Juniper’s christening at the Signal Mountain Boat Launch was a fumbled bottle of Cooks champagne that slipped out of its paper bag, bounced off the bow and popped open at our feet. We pretended it didn’t happen, denied any superstitions, and nailed it with our backup bottle. The moment we launched Juniper onto the crisp, dark water of Jackson Lake, her light blue hull reflected the backdrop of glaciers and our impulsive decision to buy a boat was validated. From that moment on, post-work evenings were spent sailing into the sunset through Grand Teton National Park. On weekends, we filled the boat with sleeping bags, floats and hotdogs then sailed to remote island campsites with friends. One night, with Juniper beached beside us, we skipped rocks into the lake as the sun dipped below the Tetons, then cheered under a meteor shower as trails of light scarred the black sky.

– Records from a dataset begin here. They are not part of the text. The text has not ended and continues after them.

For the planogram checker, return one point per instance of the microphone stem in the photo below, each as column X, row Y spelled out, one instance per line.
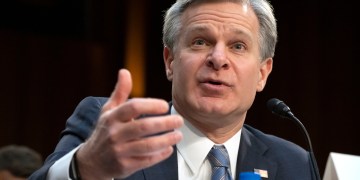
column 311, row 152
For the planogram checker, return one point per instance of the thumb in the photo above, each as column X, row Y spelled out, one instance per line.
column 122, row 90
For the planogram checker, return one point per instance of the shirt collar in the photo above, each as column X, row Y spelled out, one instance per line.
column 195, row 146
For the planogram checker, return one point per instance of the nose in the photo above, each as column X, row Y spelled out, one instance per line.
column 217, row 58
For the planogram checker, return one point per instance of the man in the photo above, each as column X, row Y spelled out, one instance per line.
column 218, row 55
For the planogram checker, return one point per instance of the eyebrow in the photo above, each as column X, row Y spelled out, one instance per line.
column 200, row 28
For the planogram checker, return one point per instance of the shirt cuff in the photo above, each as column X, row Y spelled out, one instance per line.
column 60, row 169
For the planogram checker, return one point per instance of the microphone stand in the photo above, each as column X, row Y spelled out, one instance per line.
column 308, row 142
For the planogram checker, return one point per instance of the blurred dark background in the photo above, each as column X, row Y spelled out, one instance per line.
column 53, row 53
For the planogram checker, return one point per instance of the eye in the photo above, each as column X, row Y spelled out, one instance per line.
column 199, row 42
column 238, row 46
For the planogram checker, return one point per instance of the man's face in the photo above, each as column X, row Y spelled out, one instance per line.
column 216, row 68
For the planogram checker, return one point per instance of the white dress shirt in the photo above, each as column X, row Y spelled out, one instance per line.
column 191, row 153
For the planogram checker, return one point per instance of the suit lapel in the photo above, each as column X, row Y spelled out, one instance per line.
column 251, row 155
column 167, row 169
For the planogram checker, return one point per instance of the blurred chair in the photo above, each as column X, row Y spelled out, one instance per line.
column 18, row 162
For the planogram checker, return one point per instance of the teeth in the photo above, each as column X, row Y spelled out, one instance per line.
column 216, row 83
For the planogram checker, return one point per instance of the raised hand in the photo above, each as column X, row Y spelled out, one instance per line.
column 121, row 145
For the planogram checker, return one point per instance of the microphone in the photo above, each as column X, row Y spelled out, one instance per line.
column 281, row 109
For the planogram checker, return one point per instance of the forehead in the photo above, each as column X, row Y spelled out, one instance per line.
column 226, row 14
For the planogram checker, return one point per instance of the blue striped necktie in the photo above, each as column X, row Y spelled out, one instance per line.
column 220, row 163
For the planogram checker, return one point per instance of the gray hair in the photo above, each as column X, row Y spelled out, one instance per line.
column 262, row 8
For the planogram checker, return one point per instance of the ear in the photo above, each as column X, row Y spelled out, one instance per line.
column 168, row 60
column 265, row 70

These moments culminated into one particularly special late-August sail. Like a dream, gentle waves rippled across Jackson Lake and Juniper cruised confidently at a comfortable 10 knots. The jib moved back and forth in the wind, reflecting the crimson sun through the haze which matched the telltales fluttering above. The abrupt silhouettes of the Tetons framed the wake behind us as we tacked in and out of their shadows. The centerboard carved through the water as the trimming mainsheet clicked rhythmically. Hawks circled high above in the final minutes of late-day thermals. As the sun disappeared behind Mount Moran, I didn't feel disappointed that we hadn't made it to its shore. Instead, I thought back to the trials and triumphs that had enriched our summer. I thought about the countless moments of nervous laughter, always followed by head scratches before buckling down to figure it out. It took one hazy, late-August sail for me to realize that if an adventure was what we sought, we’d already achieved that before hitting the water… and Mount Moran wasn’t going anywhere.